Simulating Latency with SQL / JDBC

I’ve run across a fun little trick to simulate latency in your development environments when testing some SQL queries. Possible use-cases including to validate that backend latency won’t bring down your frontend, or that your UX is still bearable, etc.

The solution is PostgreSQL and Hibernate specific, though to doesn’t have to be. Besides, it uses a stored function to work around the limitations of a VOID function in PostgreSQL, but that can be worked around differently as well, without storing anything auxiliary to the catalog.

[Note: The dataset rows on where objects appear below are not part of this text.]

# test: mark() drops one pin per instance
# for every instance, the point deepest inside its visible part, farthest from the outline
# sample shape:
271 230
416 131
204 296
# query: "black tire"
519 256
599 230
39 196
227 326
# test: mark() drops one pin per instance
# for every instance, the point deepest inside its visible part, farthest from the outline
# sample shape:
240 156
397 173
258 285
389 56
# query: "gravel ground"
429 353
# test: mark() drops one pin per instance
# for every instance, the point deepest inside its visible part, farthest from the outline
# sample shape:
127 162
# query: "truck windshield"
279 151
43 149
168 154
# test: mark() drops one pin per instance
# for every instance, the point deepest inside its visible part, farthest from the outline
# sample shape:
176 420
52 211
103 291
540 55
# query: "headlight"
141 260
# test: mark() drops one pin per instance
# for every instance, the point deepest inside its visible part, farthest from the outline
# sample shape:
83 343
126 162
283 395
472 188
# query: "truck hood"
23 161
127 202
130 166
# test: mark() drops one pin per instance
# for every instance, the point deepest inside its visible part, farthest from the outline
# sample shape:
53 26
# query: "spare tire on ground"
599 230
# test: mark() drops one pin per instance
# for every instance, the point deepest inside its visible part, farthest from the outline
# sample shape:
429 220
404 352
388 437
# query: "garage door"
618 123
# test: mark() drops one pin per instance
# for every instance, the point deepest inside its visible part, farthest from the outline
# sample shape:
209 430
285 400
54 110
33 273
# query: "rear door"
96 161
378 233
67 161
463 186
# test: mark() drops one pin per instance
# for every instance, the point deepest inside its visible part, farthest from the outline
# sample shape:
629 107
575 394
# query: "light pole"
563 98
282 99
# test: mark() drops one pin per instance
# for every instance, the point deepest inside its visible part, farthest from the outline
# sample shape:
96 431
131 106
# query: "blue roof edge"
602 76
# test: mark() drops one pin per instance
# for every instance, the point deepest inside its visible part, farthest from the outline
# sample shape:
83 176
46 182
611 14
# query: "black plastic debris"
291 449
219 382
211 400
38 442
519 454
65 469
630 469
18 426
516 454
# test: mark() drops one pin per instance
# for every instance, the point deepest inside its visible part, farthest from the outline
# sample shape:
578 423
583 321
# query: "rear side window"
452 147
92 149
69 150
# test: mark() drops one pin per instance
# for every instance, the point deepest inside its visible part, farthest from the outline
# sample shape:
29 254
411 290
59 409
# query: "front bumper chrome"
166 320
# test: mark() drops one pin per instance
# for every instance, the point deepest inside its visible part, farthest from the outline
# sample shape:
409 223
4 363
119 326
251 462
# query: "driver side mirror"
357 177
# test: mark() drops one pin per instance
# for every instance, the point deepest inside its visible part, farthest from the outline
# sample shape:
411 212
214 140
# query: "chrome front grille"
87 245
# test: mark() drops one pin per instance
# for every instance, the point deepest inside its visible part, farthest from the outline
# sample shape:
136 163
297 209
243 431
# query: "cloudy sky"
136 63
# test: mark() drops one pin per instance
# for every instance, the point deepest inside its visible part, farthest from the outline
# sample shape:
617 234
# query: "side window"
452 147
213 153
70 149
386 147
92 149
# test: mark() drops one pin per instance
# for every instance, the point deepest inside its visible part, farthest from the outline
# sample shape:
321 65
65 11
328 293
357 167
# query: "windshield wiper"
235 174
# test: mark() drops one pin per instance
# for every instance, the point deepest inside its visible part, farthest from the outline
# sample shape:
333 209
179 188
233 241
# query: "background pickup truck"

To remove the Hibernate dependency, you can just use the pg_sleep function directly using a NULL predicate, but don’t try it like this!

select 1
from t_book
-- Don't do this!
where pg_sleep(1) is not null;

This will sleep 1 second per row (!). As can be seen in the explain plan. Let’s limit to 3 rows to see:

explain analyze
select 1
from t_book
where pg_sleep(1) is not null
limit 3;

And the result is:

Limit  (cost=0.00..1.54 rows=3 width=4) (actual time=1002.142..3005.374 rows=3 loops=1)
   ->  Seq Scan on t_book  (cost=0.00..2.05 rows=4 width=4) (actual time=1002.140..3005.366 rows=3 loops=1)
         Filter: (pg_sleep('1'::double precision) IS NOT NULL)
 Planning Time: 2.036 ms
 Execution Time: 3005.401 ms

As you can see, the whole query took about 3 seconds for 3 rows. In fact, this is also what happens in Gunnar’s example from the tweet, except that he was filtering by ID, which “helps” hide this effect.

We can use what Oracle calls scalar subquery caching, the fact that a scalar subquery can be reasonably expected to be side-effect free (despite the obvious side-effect of pg_sleep), meaning that some RDBMS cache its result per query execution.

explain analyze
select 1
from t_book
where (select pg_sleep(1)) is not null
limit 3;

The result is now:

Limit  (cost=0.01..1.54 rows=3 width=4) (actual time=1001.177..1001.178 rows=3 loops=1)
   InitPlan 1 (returns $0)
     ->  Result  (cost=0.00..0.01 rows=1 width=4) (actual time=1001.148..1001.148 rows=1 loops=1)
   ->  Result  (cost=0.00..2.04 rows=4 width=4) (actual time=1001.175..1001.176 rows=3 loops=1)
         One-Time Filter: ($0 IS NOT NULL)
         ->  Seq Scan on t_book  (cost=0.00..2.04 rows=4 width=0) (actual time=0.020..0.021 rows=3 loops=1)
 Planning Time: 0.094 ms
 Execution Time: 1001.223 ms

We’re now getting the desired one-time filter. However, I don’t really like this hack, because it depends on an optimisation, which is optional, not a formal guarantee. This may be good enough for a quick simulation of latency, but don’t depend on this kind of optimisation in production lightheartedly.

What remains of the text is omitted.